Mourinho já fez 56 anos, já não é o jovem lobo que apareceu primeiro a auxiliar Bobby Robson ou Louis van Gaal e depois tanto como treinador revolucionário do Benfica como da UD Leiria. Mas é também isso. É isso, como é o homem que, numa manifestação de personalidade e de conhecimento, transformou um FC Porto moribundo, a caminho do terceiro campeonato seguido perdido após o tetra, numa máquina avassaladora de juventude e pressing. Foi com ele que Portugal começou a ouvir falar de pressão alta, foi com ele que se percebeu por cá que o jogo é uno e que a forma como se ataca depende da forma como se defende – e vice-versa. É isso, como é ainda o homem que, aliado aos milhões de Abramovich e à capacidade de abrir portas de Jorge Mendes, fez do Chelsea a maior potência do futebol inglês na segunda metade da primeira década deste século, sagrando-se bicampeão da Premier League após meio século de jejum.

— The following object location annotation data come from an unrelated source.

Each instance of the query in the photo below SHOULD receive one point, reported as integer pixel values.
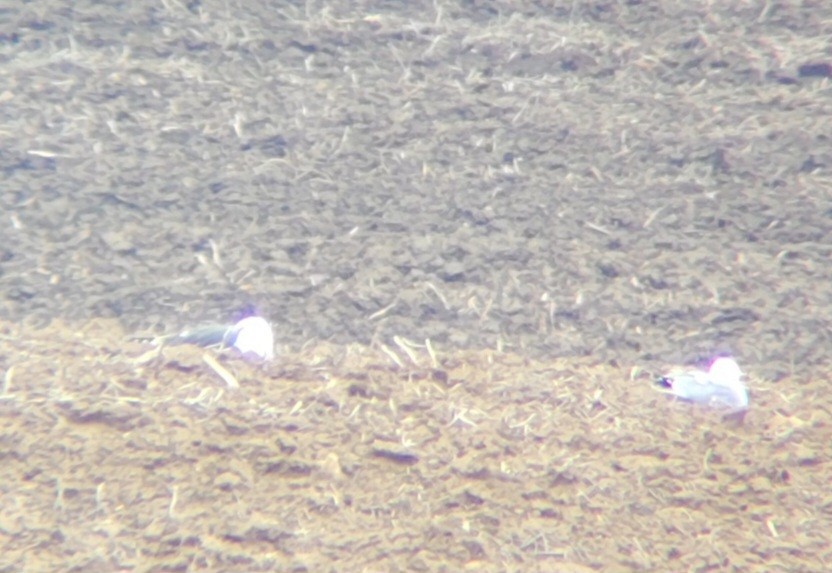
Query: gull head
(253, 336)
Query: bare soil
(563, 198)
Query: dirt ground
(563, 198)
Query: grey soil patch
(554, 196)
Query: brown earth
(120, 458)
(563, 197)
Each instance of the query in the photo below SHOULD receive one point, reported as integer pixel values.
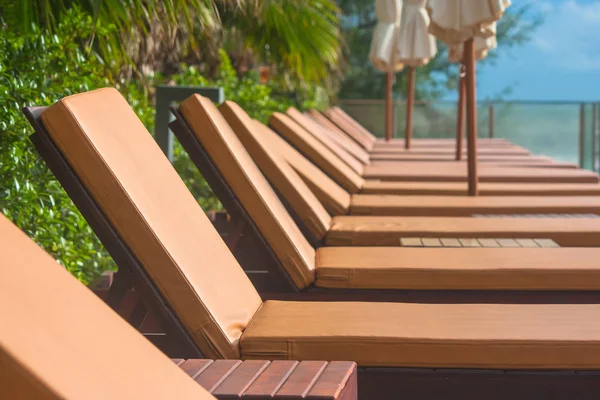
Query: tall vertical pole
(410, 99)
(471, 103)
(594, 134)
(460, 113)
(491, 115)
(581, 134)
(389, 114)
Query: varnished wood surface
(256, 379)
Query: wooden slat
(216, 373)
(527, 243)
(546, 243)
(508, 243)
(546, 215)
(194, 367)
(477, 242)
(236, 383)
(469, 242)
(431, 242)
(332, 381)
(488, 242)
(450, 242)
(302, 380)
(272, 378)
(411, 242)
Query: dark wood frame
(131, 274)
(379, 383)
(289, 291)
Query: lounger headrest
(251, 187)
(59, 341)
(156, 216)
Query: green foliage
(39, 69)
(300, 37)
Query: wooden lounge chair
(263, 144)
(85, 351)
(59, 341)
(319, 148)
(149, 221)
(373, 230)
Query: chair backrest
(331, 195)
(315, 151)
(251, 188)
(271, 161)
(344, 126)
(149, 206)
(340, 152)
(339, 115)
(341, 139)
(59, 341)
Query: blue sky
(562, 62)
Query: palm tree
(299, 37)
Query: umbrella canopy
(459, 22)
(383, 45)
(455, 54)
(416, 46)
(482, 47)
(383, 53)
(455, 21)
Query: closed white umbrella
(455, 21)
(459, 21)
(455, 54)
(416, 46)
(383, 50)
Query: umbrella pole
(471, 103)
(460, 113)
(410, 99)
(389, 112)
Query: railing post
(491, 115)
(167, 95)
(595, 133)
(581, 134)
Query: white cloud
(569, 37)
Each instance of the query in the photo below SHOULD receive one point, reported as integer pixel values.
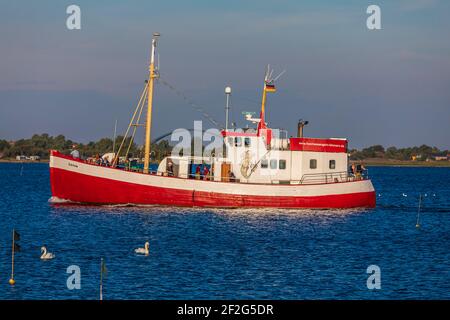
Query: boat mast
(148, 124)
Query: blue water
(230, 254)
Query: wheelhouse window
(332, 164)
(273, 163)
(264, 164)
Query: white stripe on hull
(211, 186)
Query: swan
(46, 255)
(144, 251)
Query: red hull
(96, 190)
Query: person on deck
(170, 168)
(197, 173)
(75, 153)
(205, 173)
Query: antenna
(278, 76)
(269, 75)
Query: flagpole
(12, 281)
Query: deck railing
(333, 177)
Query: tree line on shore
(421, 153)
(39, 145)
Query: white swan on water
(144, 251)
(46, 255)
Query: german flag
(270, 87)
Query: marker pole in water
(101, 279)
(418, 211)
(102, 271)
(12, 281)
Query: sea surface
(229, 254)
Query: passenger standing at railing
(170, 168)
(205, 172)
(359, 171)
(197, 173)
(75, 153)
(353, 169)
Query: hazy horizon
(388, 86)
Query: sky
(388, 86)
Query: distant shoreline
(367, 163)
(401, 163)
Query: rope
(191, 103)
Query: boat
(262, 167)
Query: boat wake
(56, 200)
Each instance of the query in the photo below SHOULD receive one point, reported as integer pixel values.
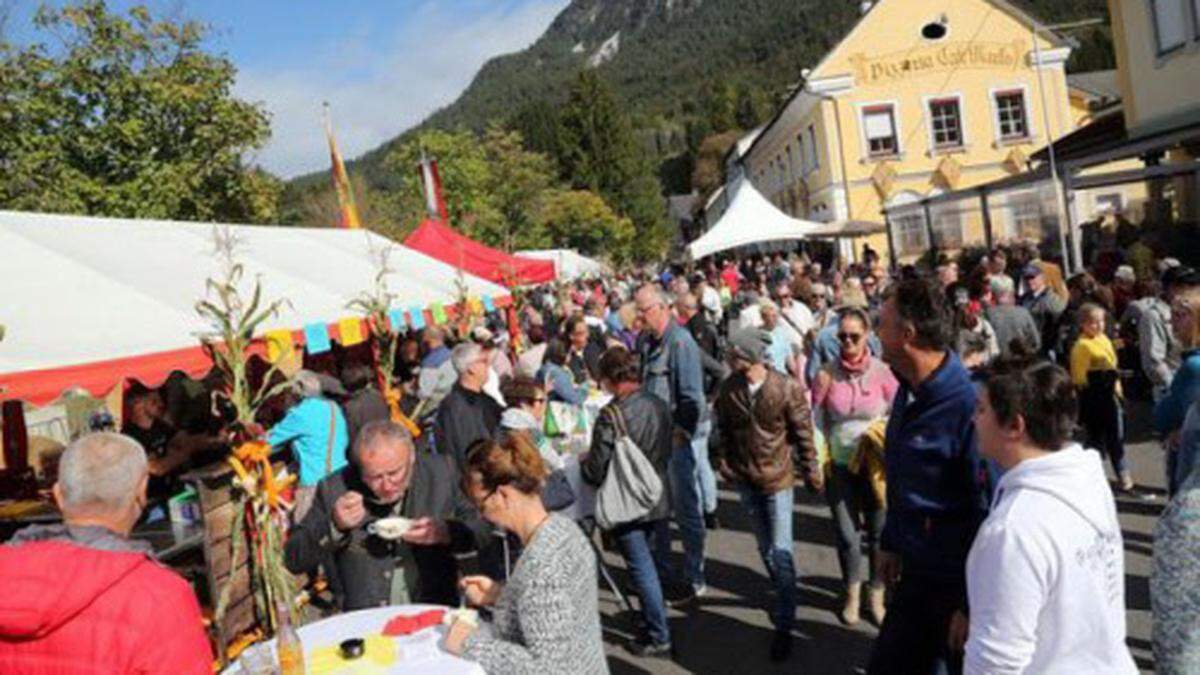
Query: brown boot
(850, 611)
(875, 603)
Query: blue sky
(382, 65)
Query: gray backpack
(631, 488)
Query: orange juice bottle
(287, 644)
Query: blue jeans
(771, 518)
(689, 515)
(636, 543)
(703, 467)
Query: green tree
(491, 185)
(720, 107)
(751, 107)
(127, 115)
(540, 126)
(581, 220)
(601, 155)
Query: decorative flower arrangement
(375, 306)
(261, 513)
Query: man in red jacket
(83, 597)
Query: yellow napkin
(378, 657)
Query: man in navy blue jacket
(936, 487)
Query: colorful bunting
(397, 320)
(438, 312)
(351, 330)
(279, 345)
(316, 335)
(415, 318)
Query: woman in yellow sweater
(1093, 370)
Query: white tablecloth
(417, 655)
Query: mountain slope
(660, 55)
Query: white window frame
(1030, 121)
(912, 233)
(865, 143)
(928, 112)
(813, 144)
(1159, 48)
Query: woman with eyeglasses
(545, 617)
(849, 395)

O futebol do Chelsea já não era tão apaixonante como o do FC Porto, já se baseava mais na segurança atrás, mas, lá está, as circunstâncias eram diferentes, os adversários eram também muito fortes e aquela era a forma de os bater. Foi isso que Mourinho provou quando levou o Inter a ganhar a Liga dos Campeões de 2010. Ficou até célebre a tirada acerca da forma como travou o FC Barcelona, nas meias-finais, usando dois laterais de cada lado, para permitir que os originais se preocupassem com as movimentações de Messi: “Não metemos um autocarro à frente da baliza. Metemos um Airbus 340 com as asas abertas”. Mas, mais uma vez, estava a responder às circunstâncias. Como foi isso que fez em Madrid, onde no entanto foi apenas uma vez campeão em três anos. A noção de que não podia combater o futebol de “tiki-taka” do FC Barcelona a não ser pelo contraste levou o treinador português a transformar-se numa espécie de nemesis de Pep Guardiola, a encarnar o lado antipático e defensivo do futebol face à poesia e à aura criada em torno do catalão. E isso condicionou-lhe a carreira daí para a frente.
Desde Madrid, Mourinho deixou de valer por si e passou a confrontar-se sempre com alguém. Com Guardiola e o Barça em Espanha. Com ele próprio, o da primeira passagem, quando voltou ao Chelsea. Com o fantasma de Alex Ferguson, que até simpatizava com ele como rival mas não o queria em Old Trafford, quando assinou pelo Manchester United. Sem treinar há praticamente um ano, depois do que, diga-se o que se disser, terá de ser considerado um fracasso no United, José Mourinho começa a ser cogitado por alguns dos maiores clubes da Europa. Em Inglaterra, fala-se de um jantar com Raul Sanllehi, diretor de futebol do Arsenal, e na possibilidade de o português substituir Unai Emery, que tem o clube londrino em quinto na Premier League, a 14 pontos do Liverpool FC. Na Alemanha, fala-se na hipótese de ser ele o substituto de Nico Kovac, demitido do Bayern após a derrota por 5-1 em Frankfurt, que deixou a potência bávara em quarto lugar da Bundesliga, ainda que apenas a quatro pontos do Borussia M’Gladbach.
São dois grandes clubes e em qualquer dos dois Mourinho teria hipótese de marcar encontro com a história. Em Londres, poderia tornar-se o primeiro treinador a ganhar campeonato ou Taça com três clubes ingleses diferentes. Na Alemanha teria a possibilidade de ser o primeiro campeão em quatro dos cinco maiores campeonatos nacionais da Europa. Pessoalmente, eu gostaria mais de o ver no Bayern, porque essa seria a forma mais rápida de podermos voltar a ter o Mourinho que valia por si mesmo, o Mourinho dos tempos da inocência. E esta pode ser uma das últimas oportunidades de o Special One recuperar essa imagem.